美容院が苦手なこともあって、散髪を先延ばしにして早数年が経ってしまった。おしゃれな女性や美容師からすると、伸ばしっぱなしの髪だなんてありえないと叱られてしまいそうだ。

子どもの頃からなんとなく長い髪の毛が好きだったこともあり、美容室にお世話になる回数はたぶんきわめて少なかった。初めてちゃんと切ってもらったと自分でも覚えているのが、プールでもらってしまった毛じらみをどうにかするためにショッピングセンターに入ってる美容室に行ったときだ。

だいたい、面倒くささが窮まっても自分で切ろう、よし切りに行こうという気がまったくない。
周囲の人間に長すぎるから切ったら?と言われても、なんとなく切りに行こうかなと思っていた気分を台無しにされたような気がしてしまう。あまのじゃくなのは知っている。
母や祖母が「切りに行くわよ」と言い出し、強引だと思うくらいののっぴきならないような状況に追い込まれて初めて、ようやく観念する。
そういえば自分から切りに行こうって思ったこと、ほとんどない。

髪の毛を染めたこともなければパーマをあてたこともない。
カラーリングに興味関心が一切なかったわけではないが、ただでさえ美容院に行かない自分がプリンな頭になるだろう未来は自明だったのであきらめた。プリンな頭が気になるというより、染めた髪の色で人の目にどう映るのかが怖かったというのも大きかったと思う。

頑として切りたくないと思っているわけではない。
長い髪は正直洗うのが疲れる。かわかすのも。定期的に切りに行かなければ梳かれないし、毛先も傷みやすく絡みやすい。

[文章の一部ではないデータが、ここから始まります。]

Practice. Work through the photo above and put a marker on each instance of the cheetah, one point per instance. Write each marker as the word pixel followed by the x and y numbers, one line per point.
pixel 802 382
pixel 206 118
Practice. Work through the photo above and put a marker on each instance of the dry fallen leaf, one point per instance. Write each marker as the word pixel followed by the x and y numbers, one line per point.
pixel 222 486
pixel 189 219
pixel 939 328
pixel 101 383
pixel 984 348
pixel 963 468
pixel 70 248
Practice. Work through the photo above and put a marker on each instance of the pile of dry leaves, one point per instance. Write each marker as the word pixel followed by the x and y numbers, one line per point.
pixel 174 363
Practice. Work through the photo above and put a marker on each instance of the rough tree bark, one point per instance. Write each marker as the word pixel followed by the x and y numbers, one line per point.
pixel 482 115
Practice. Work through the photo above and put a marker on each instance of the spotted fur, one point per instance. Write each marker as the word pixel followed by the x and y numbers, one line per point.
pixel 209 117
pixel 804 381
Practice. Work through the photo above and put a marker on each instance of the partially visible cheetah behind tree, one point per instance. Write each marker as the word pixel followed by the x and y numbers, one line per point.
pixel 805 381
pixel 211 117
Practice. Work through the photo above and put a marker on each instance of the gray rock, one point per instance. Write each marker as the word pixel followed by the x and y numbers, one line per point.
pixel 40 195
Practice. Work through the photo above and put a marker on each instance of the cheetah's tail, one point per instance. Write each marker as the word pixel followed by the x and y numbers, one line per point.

ものぐさでめんどうくさがりの私ではあるが、ここ二年は本音を言うと切りに行きたくて仕方がない。しかしこの長い髪である。
腰を越えおしりまで届く長さ。根本から考えると30cmは優に超えて40cm近いのではないだろうか。
実は長さが25cmくらいに達しようとしていたときに髪の毛が寄付できることを知った。できるだけ長めの髪のがどうやらいいらしい。手入れもしてないが長い髪がもしかしたら役に立つならと思い、そのまま伸ばし続けたものの、新型コロナが広まったことで寄付を受け付けている先が少し減ってしまっていた。いっそ個人で切って売ってみようかとも思ったが、さすがに面倒くさい。切りに行くのすら面倒がっている人間が、わざわざ切ってもらった髪を自分でだれかに売ろうとするのを手間だと思わないはずもない。
そもそも寄付したいと思ったのは伸ばしっぱなしにした髪をそのまま捨てるのはなんとなくもったいないかもな、くらいの気持ちだったのだ。
とはいえ、若い子の栄養がいきわたったような髪でもなければただ単にものぐさで伸ばしっぱなしの髪の毛なので正直思い入れなどもあるはずもなく。
毛先のあまりの傷み具合に、そろそろ普通に切ってもらうしかないのでは……と思い始めたところだ。

それにしても長い髪。
平安時代の絵画に描かれた平安美人が黒髪ロングなのを思い出してほしい。
彼女らは自分ではなく人に髪の毛を手入れしてもらっていたらしいと聞くが、自分で長い髪になって気づいたけれど、髪の毛の手入れは他人にやってもらう方がすごくすごーく楽だということだ。
まず普通に櫛を通すとき、髪の毛が長いので腕が疲れる。手入れがされてない髪なので櫛でいきなりやると絡まるため、最近はもっぱら指を髪の毛にさしいれてある程度ほぐれてから櫛を通すようにしている。……引っかかるときは引っかかるが。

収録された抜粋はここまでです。